Alors que, mercredi, les ministres des Finances du G7 se réunissent à Chantilly, Attac propose la taxation unitaire, un outil pour faire contribuer à leur mesure les multinationales.
«Nous sommes là, devant Bercy, pour montrer que si nous, avec une petite dizaine d’experts, avons réussi à calculer la taxation unitaire de huit multinationales, l’administration fiscale, qui a beaucoup plus de moyens, peut aussi le faire », a lancé, ce lundi, Dominique Plihon, économiste et coordinateur du rapport sur la question publié par Attac le même jour. L’association propose en effet de changer la manière de calculer l’impôt des grands groupes. Il s’agit, en préalable, d’imposer le « reporting » public, pays par pays, des multinationales, comme cela a été fait pour les banques.
Une demande portée plus largement par la plateforme de lutte contre les paradis fiscaux et judiciaires, dont Attac fait partie ainsi qu’une vingtaine d’organisations comme la CGT, Oxfam, CCFD-Terre solidaire… Le but : obliger les multinationales à faire la transparence sur leurs filiales, leurs effectifs, leurs chiffres d’affaires et bénéfices réalisés dans chaque pays. Attac propose surtout de considérer fiscalement ces groupes comme une entité unique – d’où le nom de « taxe unitaire » – et d’imposer les bénéfices réalisés à cette échelle. Cela permettrait de court-circuiter l’essentiel des méthodes d’évasion fiscale employées par les multinationales, qui usent de filiales dans divers paradis fiscaux pour y faire transiter leurs bénéfices.
Amazon et Bayer-Monsanto auraient été taxés 70 % de plus
Pour calculer le montant d’imposition dont ces groupes devraient s’acquitter en France, Attac a choisi simplement d’utiliser le ratio de la masse salariale française et du chiffre d’affaires réalisé sur le territoire, rapportés aux résultats mondiaux publiés chaque année. « Une méthode amendable, c’est une première étape », explique Dominique Plihon.
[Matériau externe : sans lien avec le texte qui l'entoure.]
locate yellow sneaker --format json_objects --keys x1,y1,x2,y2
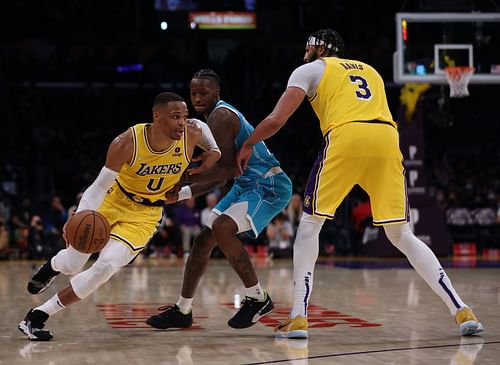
[
  {"x1": 455, "y1": 307, "x2": 484, "y2": 336},
  {"x1": 274, "y1": 316, "x2": 308, "y2": 339}
]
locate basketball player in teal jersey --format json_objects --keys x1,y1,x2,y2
[
  {"x1": 236, "y1": 29, "x2": 483, "y2": 338},
  {"x1": 146, "y1": 69, "x2": 292, "y2": 330}
]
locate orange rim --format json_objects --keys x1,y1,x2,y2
[{"x1": 444, "y1": 66, "x2": 475, "y2": 80}]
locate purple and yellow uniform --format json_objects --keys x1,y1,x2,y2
[
  {"x1": 99, "y1": 123, "x2": 190, "y2": 252},
  {"x1": 292, "y1": 57, "x2": 408, "y2": 225}
]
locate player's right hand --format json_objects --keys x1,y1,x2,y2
[
  {"x1": 235, "y1": 142, "x2": 252, "y2": 177},
  {"x1": 164, "y1": 183, "x2": 181, "y2": 205}
]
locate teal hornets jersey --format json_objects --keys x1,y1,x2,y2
[{"x1": 213, "y1": 100, "x2": 280, "y2": 184}]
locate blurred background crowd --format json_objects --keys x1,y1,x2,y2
[{"x1": 0, "y1": 0, "x2": 499, "y2": 260}]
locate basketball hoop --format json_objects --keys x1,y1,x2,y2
[{"x1": 444, "y1": 66, "x2": 474, "y2": 98}]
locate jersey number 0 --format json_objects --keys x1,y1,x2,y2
[{"x1": 147, "y1": 177, "x2": 165, "y2": 192}]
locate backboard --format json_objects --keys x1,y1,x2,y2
[{"x1": 394, "y1": 12, "x2": 500, "y2": 84}]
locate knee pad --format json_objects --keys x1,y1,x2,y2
[
  {"x1": 292, "y1": 213, "x2": 325, "y2": 251},
  {"x1": 298, "y1": 213, "x2": 325, "y2": 236},
  {"x1": 384, "y1": 223, "x2": 412, "y2": 247},
  {"x1": 51, "y1": 246, "x2": 91, "y2": 275},
  {"x1": 70, "y1": 239, "x2": 136, "y2": 298},
  {"x1": 70, "y1": 259, "x2": 120, "y2": 299}
]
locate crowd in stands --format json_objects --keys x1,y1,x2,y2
[
  {"x1": 3, "y1": 161, "x2": 497, "y2": 262},
  {"x1": 423, "y1": 89, "x2": 500, "y2": 253},
  {"x1": 1, "y1": 83, "x2": 499, "y2": 261}
]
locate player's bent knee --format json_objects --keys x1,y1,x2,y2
[
  {"x1": 52, "y1": 247, "x2": 91, "y2": 275},
  {"x1": 70, "y1": 260, "x2": 121, "y2": 299},
  {"x1": 192, "y1": 234, "x2": 216, "y2": 257},
  {"x1": 384, "y1": 223, "x2": 412, "y2": 247},
  {"x1": 296, "y1": 213, "x2": 325, "y2": 237},
  {"x1": 212, "y1": 215, "x2": 238, "y2": 238},
  {"x1": 300, "y1": 212, "x2": 326, "y2": 226},
  {"x1": 193, "y1": 228, "x2": 215, "y2": 246},
  {"x1": 57, "y1": 262, "x2": 86, "y2": 276}
]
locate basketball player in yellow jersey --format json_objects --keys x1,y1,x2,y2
[
  {"x1": 18, "y1": 92, "x2": 221, "y2": 341},
  {"x1": 237, "y1": 29, "x2": 483, "y2": 338}
]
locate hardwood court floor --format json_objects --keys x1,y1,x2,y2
[{"x1": 1, "y1": 256, "x2": 499, "y2": 364}]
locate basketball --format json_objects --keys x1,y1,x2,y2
[{"x1": 65, "y1": 210, "x2": 110, "y2": 254}]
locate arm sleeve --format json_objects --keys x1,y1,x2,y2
[
  {"x1": 189, "y1": 118, "x2": 221, "y2": 153},
  {"x1": 286, "y1": 60, "x2": 326, "y2": 98},
  {"x1": 77, "y1": 167, "x2": 119, "y2": 212}
]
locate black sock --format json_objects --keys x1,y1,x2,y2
[
  {"x1": 43, "y1": 261, "x2": 60, "y2": 276},
  {"x1": 29, "y1": 309, "x2": 49, "y2": 327}
]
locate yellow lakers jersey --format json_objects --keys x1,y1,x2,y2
[
  {"x1": 116, "y1": 123, "x2": 190, "y2": 204},
  {"x1": 310, "y1": 57, "x2": 396, "y2": 135}
]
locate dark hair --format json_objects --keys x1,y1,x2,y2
[
  {"x1": 307, "y1": 29, "x2": 344, "y2": 57},
  {"x1": 192, "y1": 68, "x2": 220, "y2": 86},
  {"x1": 153, "y1": 92, "x2": 184, "y2": 108}
]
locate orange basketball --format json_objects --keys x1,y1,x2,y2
[{"x1": 65, "y1": 210, "x2": 110, "y2": 253}]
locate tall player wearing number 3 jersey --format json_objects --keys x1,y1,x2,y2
[{"x1": 236, "y1": 29, "x2": 483, "y2": 338}]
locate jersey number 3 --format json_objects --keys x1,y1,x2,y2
[{"x1": 349, "y1": 75, "x2": 372, "y2": 100}]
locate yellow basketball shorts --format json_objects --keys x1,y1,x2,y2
[
  {"x1": 97, "y1": 183, "x2": 163, "y2": 253},
  {"x1": 303, "y1": 122, "x2": 409, "y2": 226}
]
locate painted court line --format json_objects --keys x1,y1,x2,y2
[{"x1": 242, "y1": 340, "x2": 499, "y2": 365}]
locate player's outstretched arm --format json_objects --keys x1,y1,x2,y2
[{"x1": 236, "y1": 86, "x2": 305, "y2": 175}]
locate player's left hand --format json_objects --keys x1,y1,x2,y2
[
  {"x1": 62, "y1": 211, "x2": 76, "y2": 246},
  {"x1": 62, "y1": 221, "x2": 69, "y2": 246},
  {"x1": 235, "y1": 142, "x2": 252, "y2": 177},
  {"x1": 188, "y1": 150, "x2": 221, "y2": 175}
]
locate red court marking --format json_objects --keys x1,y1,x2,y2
[
  {"x1": 96, "y1": 303, "x2": 205, "y2": 329},
  {"x1": 97, "y1": 302, "x2": 382, "y2": 330}
]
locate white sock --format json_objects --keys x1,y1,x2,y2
[
  {"x1": 35, "y1": 294, "x2": 66, "y2": 317},
  {"x1": 246, "y1": 283, "x2": 265, "y2": 301},
  {"x1": 290, "y1": 213, "x2": 324, "y2": 319},
  {"x1": 176, "y1": 296, "x2": 194, "y2": 314},
  {"x1": 384, "y1": 223, "x2": 466, "y2": 315}
]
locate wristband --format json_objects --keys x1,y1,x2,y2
[{"x1": 178, "y1": 186, "x2": 192, "y2": 201}]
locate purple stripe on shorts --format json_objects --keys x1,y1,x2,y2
[
  {"x1": 403, "y1": 160, "x2": 410, "y2": 223},
  {"x1": 303, "y1": 134, "x2": 329, "y2": 215}
]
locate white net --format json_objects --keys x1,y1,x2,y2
[{"x1": 444, "y1": 67, "x2": 475, "y2": 98}]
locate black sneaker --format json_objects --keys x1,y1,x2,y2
[
  {"x1": 146, "y1": 305, "x2": 193, "y2": 329},
  {"x1": 228, "y1": 291, "x2": 274, "y2": 329},
  {"x1": 27, "y1": 262, "x2": 60, "y2": 294},
  {"x1": 18, "y1": 309, "x2": 53, "y2": 341}
]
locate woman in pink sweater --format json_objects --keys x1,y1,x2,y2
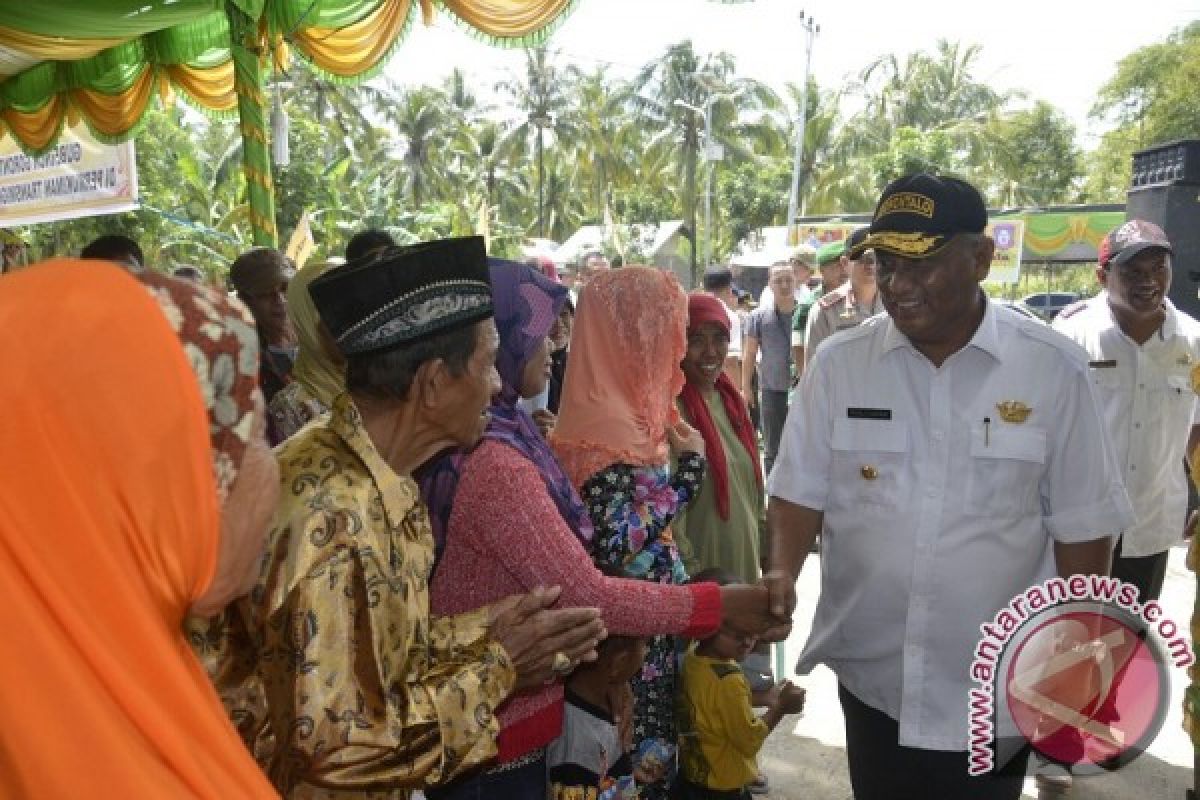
[{"x1": 419, "y1": 260, "x2": 776, "y2": 800}]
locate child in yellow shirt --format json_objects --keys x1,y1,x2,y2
[{"x1": 675, "y1": 569, "x2": 805, "y2": 799}]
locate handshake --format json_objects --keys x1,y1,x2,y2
[{"x1": 486, "y1": 579, "x2": 795, "y2": 691}]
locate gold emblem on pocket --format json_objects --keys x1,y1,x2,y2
[
  {"x1": 995, "y1": 401, "x2": 1032, "y2": 424},
  {"x1": 860, "y1": 465, "x2": 878, "y2": 480}
]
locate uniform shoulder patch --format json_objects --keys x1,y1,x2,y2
[
  {"x1": 818, "y1": 287, "x2": 847, "y2": 309},
  {"x1": 709, "y1": 660, "x2": 742, "y2": 680},
  {"x1": 1056, "y1": 300, "x2": 1087, "y2": 320}
]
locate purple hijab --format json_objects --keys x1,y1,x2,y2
[{"x1": 419, "y1": 259, "x2": 594, "y2": 562}]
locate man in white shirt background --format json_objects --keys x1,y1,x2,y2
[
  {"x1": 763, "y1": 174, "x2": 1131, "y2": 800},
  {"x1": 1054, "y1": 219, "x2": 1200, "y2": 604}
]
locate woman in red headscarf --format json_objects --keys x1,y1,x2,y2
[{"x1": 672, "y1": 292, "x2": 765, "y2": 586}]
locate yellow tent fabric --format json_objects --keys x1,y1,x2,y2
[{"x1": 0, "y1": 0, "x2": 577, "y2": 244}]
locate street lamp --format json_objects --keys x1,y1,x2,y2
[
  {"x1": 675, "y1": 88, "x2": 742, "y2": 270},
  {"x1": 785, "y1": 11, "x2": 820, "y2": 243}
]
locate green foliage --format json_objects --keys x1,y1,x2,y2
[
  {"x1": 1086, "y1": 22, "x2": 1200, "y2": 201},
  {"x1": 717, "y1": 159, "x2": 790, "y2": 248},
  {"x1": 18, "y1": 29, "x2": 1192, "y2": 273},
  {"x1": 983, "y1": 101, "x2": 1082, "y2": 206}
]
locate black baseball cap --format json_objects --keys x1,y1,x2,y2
[
  {"x1": 1098, "y1": 220, "x2": 1173, "y2": 268},
  {"x1": 855, "y1": 174, "x2": 987, "y2": 259},
  {"x1": 846, "y1": 226, "x2": 870, "y2": 258}
]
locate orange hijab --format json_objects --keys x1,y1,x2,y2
[
  {"x1": 0, "y1": 261, "x2": 276, "y2": 798},
  {"x1": 551, "y1": 266, "x2": 688, "y2": 487}
]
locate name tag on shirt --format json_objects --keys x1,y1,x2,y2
[
  {"x1": 1088, "y1": 359, "x2": 1118, "y2": 368},
  {"x1": 847, "y1": 407, "x2": 892, "y2": 420}
]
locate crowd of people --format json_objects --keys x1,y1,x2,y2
[{"x1": 1, "y1": 171, "x2": 1196, "y2": 800}]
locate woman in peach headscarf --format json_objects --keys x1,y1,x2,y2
[
  {"x1": 0, "y1": 260, "x2": 278, "y2": 798},
  {"x1": 551, "y1": 266, "x2": 707, "y2": 798}
]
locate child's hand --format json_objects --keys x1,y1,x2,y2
[{"x1": 778, "y1": 681, "x2": 806, "y2": 715}]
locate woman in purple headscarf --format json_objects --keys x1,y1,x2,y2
[{"x1": 419, "y1": 260, "x2": 773, "y2": 799}]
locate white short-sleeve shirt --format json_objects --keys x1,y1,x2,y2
[
  {"x1": 767, "y1": 299, "x2": 1133, "y2": 751},
  {"x1": 1053, "y1": 294, "x2": 1200, "y2": 557}
]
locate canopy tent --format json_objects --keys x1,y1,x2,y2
[{"x1": 0, "y1": 0, "x2": 575, "y2": 246}]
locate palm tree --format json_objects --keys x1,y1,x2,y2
[
  {"x1": 632, "y1": 40, "x2": 774, "y2": 278},
  {"x1": 847, "y1": 40, "x2": 1019, "y2": 188},
  {"x1": 383, "y1": 85, "x2": 451, "y2": 208},
  {"x1": 497, "y1": 47, "x2": 578, "y2": 237},
  {"x1": 564, "y1": 65, "x2": 639, "y2": 223}
]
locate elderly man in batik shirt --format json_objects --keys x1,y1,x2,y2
[{"x1": 206, "y1": 237, "x2": 605, "y2": 799}]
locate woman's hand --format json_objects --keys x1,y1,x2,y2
[
  {"x1": 718, "y1": 583, "x2": 792, "y2": 642},
  {"x1": 667, "y1": 420, "x2": 705, "y2": 458}
]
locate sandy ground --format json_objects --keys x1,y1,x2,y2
[{"x1": 758, "y1": 543, "x2": 1197, "y2": 799}]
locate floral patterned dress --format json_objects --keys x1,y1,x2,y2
[{"x1": 581, "y1": 451, "x2": 705, "y2": 798}]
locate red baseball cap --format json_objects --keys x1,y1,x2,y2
[{"x1": 1098, "y1": 220, "x2": 1173, "y2": 267}]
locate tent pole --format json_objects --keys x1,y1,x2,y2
[{"x1": 227, "y1": 1, "x2": 278, "y2": 248}]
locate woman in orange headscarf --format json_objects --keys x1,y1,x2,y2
[
  {"x1": 551, "y1": 266, "x2": 706, "y2": 798},
  {"x1": 0, "y1": 260, "x2": 278, "y2": 798}
]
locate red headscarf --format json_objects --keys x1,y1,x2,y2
[{"x1": 678, "y1": 292, "x2": 762, "y2": 519}]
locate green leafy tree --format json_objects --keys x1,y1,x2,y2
[
  {"x1": 1084, "y1": 22, "x2": 1200, "y2": 201},
  {"x1": 983, "y1": 101, "x2": 1082, "y2": 206}
]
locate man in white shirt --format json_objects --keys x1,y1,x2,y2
[
  {"x1": 763, "y1": 174, "x2": 1132, "y2": 800},
  {"x1": 758, "y1": 246, "x2": 815, "y2": 309},
  {"x1": 1054, "y1": 219, "x2": 1200, "y2": 603}
]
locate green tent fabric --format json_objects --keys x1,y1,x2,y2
[{"x1": 0, "y1": 0, "x2": 579, "y2": 244}]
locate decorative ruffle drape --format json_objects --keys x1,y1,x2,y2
[{"x1": 0, "y1": 0, "x2": 578, "y2": 244}]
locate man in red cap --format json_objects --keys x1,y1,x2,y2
[{"x1": 1055, "y1": 219, "x2": 1200, "y2": 604}]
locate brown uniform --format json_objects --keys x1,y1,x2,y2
[{"x1": 803, "y1": 283, "x2": 883, "y2": 367}]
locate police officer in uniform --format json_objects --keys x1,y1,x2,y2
[
  {"x1": 792, "y1": 239, "x2": 849, "y2": 372},
  {"x1": 803, "y1": 227, "x2": 881, "y2": 366}
]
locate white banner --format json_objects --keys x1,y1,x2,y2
[{"x1": 0, "y1": 124, "x2": 137, "y2": 228}]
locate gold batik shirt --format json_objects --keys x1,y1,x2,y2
[{"x1": 203, "y1": 394, "x2": 515, "y2": 799}]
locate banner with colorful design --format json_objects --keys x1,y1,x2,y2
[
  {"x1": 0, "y1": 123, "x2": 137, "y2": 228},
  {"x1": 985, "y1": 218, "x2": 1026, "y2": 284}
]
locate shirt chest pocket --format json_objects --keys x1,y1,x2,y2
[
  {"x1": 965, "y1": 426, "x2": 1046, "y2": 516},
  {"x1": 829, "y1": 418, "x2": 908, "y2": 514}
]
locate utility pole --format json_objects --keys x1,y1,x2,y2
[
  {"x1": 785, "y1": 11, "x2": 819, "y2": 244},
  {"x1": 676, "y1": 88, "x2": 742, "y2": 272}
]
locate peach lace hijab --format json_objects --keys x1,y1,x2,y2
[{"x1": 550, "y1": 266, "x2": 688, "y2": 487}]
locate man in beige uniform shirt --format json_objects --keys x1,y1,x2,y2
[{"x1": 804, "y1": 227, "x2": 882, "y2": 367}]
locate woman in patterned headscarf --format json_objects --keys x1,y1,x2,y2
[
  {"x1": 419, "y1": 261, "x2": 773, "y2": 800},
  {"x1": 549, "y1": 267, "x2": 713, "y2": 799},
  {"x1": 0, "y1": 260, "x2": 276, "y2": 798}
]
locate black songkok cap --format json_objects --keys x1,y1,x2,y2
[
  {"x1": 857, "y1": 174, "x2": 987, "y2": 259},
  {"x1": 309, "y1": 236, "x2": 494, "y2": 355}
]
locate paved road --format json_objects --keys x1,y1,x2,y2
[{"x1": 759, "y1": 543, "x2": 1196, "y2": 799}]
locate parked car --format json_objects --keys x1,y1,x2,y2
[{"x1": 1020, "y1": 291, "x2": 1081, "y2": 321}]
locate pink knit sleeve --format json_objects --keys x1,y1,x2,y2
[{"x1": 450, "y1": 440, "x2": 720, "y2": 638}]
En pratique, avec ce mode de calcul simple, les huit multinationales étudiées auraient payé, en 2017, dernière année où l’on dispose des données de comptabilité complètes des entreprises, entre 7 et 30 fois plus d’impôt sur les sociétés (IS) que ce qu’elles ont réellement versé. Le pire étant Total, qui n’a quasiment pas contribué sur ses bénéfices cette année-là. Son siège est en France, mais le groupe réalise notamment son activité en Afrique et disperse ses profits partout dans le monde. Le groupe a payé environ 31 millions d’euros d’IS en France et aurait dû, avec la méthode d’Attac, en débourser 914,6 millions… « Selon nos estimations, les Gafam (Google, Apple, Facebook, Amazon et Microsoft – NDLR) et BNP Paribas auraient dû payer 2 milliards d’impôt sur l’exercice 2017, avec l’application de la taxation unitaire et du reporting pays par pays (…), soit une différence de 1,4 milliard d’euros », pointe le rapport. Amazon et Bayer-Monsanto auraient, eux, été taxés 70 % de plus.
Michael Tellmann, représentant d’Attac Allemagne, a fait également le déplacement devant Bercy. Il croit en l’importance d’enclencher cette mesure que d’autres pays suivront. « L’Inde est déjà d’accord pour appliquer cette taxation unitaire, assure-t-il. C’est encore plus important pour les pays en voie de développement, qui font face au néocolonialisme néolibéral et dont les administrations fiscales sont moins efficaces. » Et la France a montré qu’elle pouvait agir avec la « taxe Gafa » votée en juillet, mais qui est clairement insuffisante, comme l’a déjà démontré Attac.
Le moment est bien choisi, les ministres des Finances du G7 se réunissent ces mercredi et jeudi à Chantilly (Oise). Bruno Le Maire a placé cette rencontre préparatoire du sommet des chefs d’État du G7, prévu à Biarritz fin août, sous le thème « Rendre le capitalisme plus juste », avec l’objectif d’adapter la fiscalité internationale aux enjeux du XXIe siècle. « C’est vraiment hypocrite, car leur but est de perpétuer leur système, coupable des inégalités, de la destruction des espèces et du climat », déplore Sébastien Bailleul, délégué général du Centre de recherche et d’information pour le développement (Crid), et coorganisateur du contre-sommet du G7 qui se tiendra à Hendaye et Irun, pendant le sommet officiel.